真打ち
とある落語の師匠がラジオでこんなことを言っていた。
「私はね、いい加減だから落語会の本番当日まで演目考えないで会場に行くんですよ」って。
それは何故かって・・
「前座で出てくる新人さんはね、演目が豊富にできるわけじゃあないでしょ。
私がね、今日この演目やるからって先に言っちゃったら若い子どうします?
他の演目なんてそもそもできやしないのに。
だから新人さんから順番にね演目やってもらうんですよ。
その間ね、会場の雰囲気や今日のお客さんの笑いどころってのを聞いててね
みんながやらなった演目をやるの。
それが出来なかったら何のための真打なの?」
こういうのってどんな仕事の世界でも同じでね
「昔からこの方法でやってきたからお前もこの方法でやれ!」ってね
そもそも頭の中に方法論の引き出しのない証拠。
「経験値」っていうものはそうじゃない。
「時代も違うんだし、若い人間のやりたいように一回やってみろ!
そんなもの、最初っから聞くなよ、子供じゃないんだから!」てね
言えるかどうかでほんとうの経験値が分かる。
本当の意味で経験を積んだ人間は、様々な方法でやって来ている「はず」だから
だいたいこの方法でやった場合はこの辺りで行き詰るな、こういう失敗をするだろうなっていうのが想像ついてるからそこまで口出ししないでいれるわけ。

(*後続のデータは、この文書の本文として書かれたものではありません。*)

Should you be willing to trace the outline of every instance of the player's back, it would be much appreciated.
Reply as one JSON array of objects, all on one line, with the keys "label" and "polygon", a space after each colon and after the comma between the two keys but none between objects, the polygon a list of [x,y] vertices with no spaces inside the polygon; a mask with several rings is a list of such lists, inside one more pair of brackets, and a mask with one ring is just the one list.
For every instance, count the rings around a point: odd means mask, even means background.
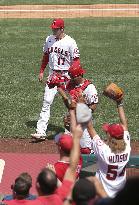
[{"label": "player's back", "polygon": [[[96,136],[97,137],[97,136]],[[113,153],[110,147],[99,141],[98,149],[93,148],[98,158],[98,170],[96,176],[101,180],[105,191],[110,197],[114,197],[126,181],[126,164],[130,157],[130,136],[124,133],[126,148],[122,153]]]}]

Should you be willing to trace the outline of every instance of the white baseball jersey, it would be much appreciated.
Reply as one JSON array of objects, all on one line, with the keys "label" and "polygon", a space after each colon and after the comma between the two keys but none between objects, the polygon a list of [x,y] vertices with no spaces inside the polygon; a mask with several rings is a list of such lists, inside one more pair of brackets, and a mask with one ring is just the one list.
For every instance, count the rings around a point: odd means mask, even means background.
[{"label": "white baseball jersey", "polygon": [[92,103],[98,103],[98,93],[96,87],[93,84],[89,84],[87,88],[83,91],[85,96],[85,101],[87,105],[91,105]]},{"label": "white baseball jersey", "polygon": [[60,40],[57,40],[54,35],[48,36],[43,52],[49,54],[51,70],[68,70],[73,59],[80,56],[75,40],[68,35]]},{"label": "white baseball jersey", "polygon": [[114,154],[98,135],[92,139],[92,148],[98,159],[96,176],[102,182],[109,197],[114,197],[126,181],[125,166],[129,161],[131,151],[128,131],[124,131],[124,140],[126,143],[125,151]]}]

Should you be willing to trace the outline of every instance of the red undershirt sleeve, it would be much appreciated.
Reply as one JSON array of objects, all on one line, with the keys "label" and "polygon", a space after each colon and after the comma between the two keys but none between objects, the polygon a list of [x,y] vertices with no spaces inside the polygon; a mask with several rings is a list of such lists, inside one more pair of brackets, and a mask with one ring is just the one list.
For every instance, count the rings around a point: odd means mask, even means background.
[{"label": "red undershirt sleeve", "polygon": [[49,55],[48,53],[44,53],[43,58],[42,58],[41,67],[40,67],[40,73],[44,72],[48,62],[49,62]]}]

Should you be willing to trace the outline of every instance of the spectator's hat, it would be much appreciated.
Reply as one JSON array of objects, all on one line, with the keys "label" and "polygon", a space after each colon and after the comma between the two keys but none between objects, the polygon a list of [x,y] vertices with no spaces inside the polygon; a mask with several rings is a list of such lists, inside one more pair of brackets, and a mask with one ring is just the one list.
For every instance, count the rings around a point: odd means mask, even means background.
[{"label": "spectator's hat", "polygon": [[64,28],[64,20],[60,18],[54,19],[50,27],[52,29]]},{"label": "spectator's hat", "polygon": [[76,119],[78,123],[87,123],[92,118],[92,112],[89,107],[84,103],[77,103],[76,106]]},{"label": "spectator's hat", "polygon": [[102,126],[103,131],[108,132],[112,138],[123,139],[124,129],[121,124],[108,124]]}]

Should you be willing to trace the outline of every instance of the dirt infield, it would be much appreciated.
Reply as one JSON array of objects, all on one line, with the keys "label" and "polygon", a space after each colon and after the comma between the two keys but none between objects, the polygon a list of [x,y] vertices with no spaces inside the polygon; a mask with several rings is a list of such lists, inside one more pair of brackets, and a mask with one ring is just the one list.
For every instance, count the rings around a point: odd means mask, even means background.
[{"label": "dirt infield", "polygon": [[139,17],[139,4],[0,6],[0,18]]}]

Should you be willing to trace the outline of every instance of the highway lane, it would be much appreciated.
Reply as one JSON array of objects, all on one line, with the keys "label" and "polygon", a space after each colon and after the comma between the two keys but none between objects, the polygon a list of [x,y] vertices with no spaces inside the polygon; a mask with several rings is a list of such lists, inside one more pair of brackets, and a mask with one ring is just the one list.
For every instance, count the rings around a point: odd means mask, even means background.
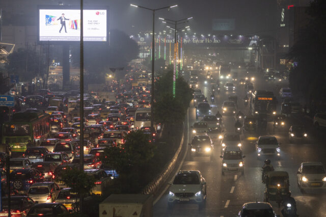
[{"label": "highway lane", "polygon": [[[243,72],[242,74],[243,74]],[[239,77],[241,74],[239,73]],[[274,84],[266,84],[257,78],[254,83],[255,89],[267,89],[275,92],[277,91]],[[203,84],[201,83],[200,88],[209,99],[210,87],[205,87]],[[236,85],[239,108],[242,113],[248,114],[249,106],[245,107],[241,100],[244,96],[243,90],[243,87]],[[213,114],[215,114],[218,109],[221,109],[223,101],[227,100],[228,95],[229,94],[226,94],[221,89],[221,94],[216,97],[216,107],[212,108]],[[280,104],[280,100],[279,102],[279,104]],[[278,108],[278,111],[280,111],[279,107]],[[190,125],[196,121],[195,113],[195,108],[191,106],[189,117]],[[234,131],[234,117],[224,116],[223,119],[225,132]],[[298,119],[292,118],[291,121],[297,122]],[[325,147],[322,143],[314,138],[310,138],[307,142],[301,144],[290,144],[288,138],[288,127],[286,127],[283,130],[273,132],[271,122],[268,123],[266,134],[276,135],[282,143],[280,159],[268,158],[272,161],[276,170],[286,171],[289,173],[290,189],[292,196],[297,202],[298,214],[301,216],[326,216],[326,213],[323,211],[326,210],[325,192],[310,191],[303,194],[297,186],[296,179],[296,173],[302,162],[320,161],[325,165],[323,157],[326,153]],[[191,135],[191,132],[189,134]],[[261,167],[264,157],[257,159],[255,152],[255,140],[249,140],[249,135],[246,134],[241,135],[243,145],[243,154],[246,155],[243,176],[241,176],[240,173],[226,173],[225,176],[222,176],[222,160],[219,157],[221,148],[220,141],[216,141],[215,143],[215,158],[214,161],[210,162],[208,157],[196,157],[193,160],[190,160],[188,156],[186,157],[181,169],[200,170],[206,179],[207,198],[205,209],[198,211],[198,206],[196,205],[182,204],[177,204],[173,210],[168,210],[167,205],[168,192],[166,192],[154,206],[154,216],[235,216],[243,203],[256,200],[262,201],[265,186],[261,183]],[[256,137],[258,136],[256,135]],[[273,202],[271,204],[277,212],[280,214],[280,210],[277,207],[277,205]]]}]

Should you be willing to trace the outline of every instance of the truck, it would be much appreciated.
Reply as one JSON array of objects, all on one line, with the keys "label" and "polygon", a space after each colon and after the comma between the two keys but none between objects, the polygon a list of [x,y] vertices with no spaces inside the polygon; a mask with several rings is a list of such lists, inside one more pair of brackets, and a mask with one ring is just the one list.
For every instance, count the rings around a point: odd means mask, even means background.
[{"label": "truck", "polygon": [[112,194],[99,204],[99,217],[152,217],[153,195]]}]

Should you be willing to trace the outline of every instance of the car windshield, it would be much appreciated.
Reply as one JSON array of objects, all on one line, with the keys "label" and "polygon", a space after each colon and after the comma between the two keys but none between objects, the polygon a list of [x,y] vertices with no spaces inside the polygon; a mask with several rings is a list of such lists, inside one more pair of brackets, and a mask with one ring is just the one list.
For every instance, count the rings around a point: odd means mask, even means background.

だけど、途中経過だけは見ぬ振りしながらしっかりと見てやる。
失敗した時点で行き詰るから考える、或いは相談に来る。
「俺は、こうやってけどどうよ?やってみれば?」って言ってやればね
「さすがに社長ですね、すげーなやっぱり」とか
「やっぱり経験てこういうことか」ってなる。
こういうのが先輩であり、経験値だと思う。
途中であーだこーだと口はさんだり、ちょっとでも自分のやり方と違ってたらすぐに手を出すのは、修正してあげられる引き出しの少なさの現れみたいなもんでしょ。
でもね、これは大して面白くないほんとは。こんな事やってても、いつまでたっても頭の古い自分が「俺えらいでしょ」って自己満足してるだけでそんなことじゃ自分も成長しないし、次の人間の想像力を逆に心配してしまう。
本当の狙いはこんなところにないわけで。
本当の狙いや楽しみって
「あーこんなこと自分が思いつかなかった」ってことや
「なるほど、そんな方法よく考えたな」ってことを次の世代がどんどん考えたり
発見したり、創意工夫してくれて
「社長はお出かけしてもらっても用なしですから」ってなってもらわないとね。
そうしたら「自分の経験てまだまだだな」って教えてもらったり
「いやいやまだまだお前に負けてられへんぞ!」って悔しいけどひた隠しにしながらこっそりと本読んだり、みんな帰った後に一人で仕事したりね(笑)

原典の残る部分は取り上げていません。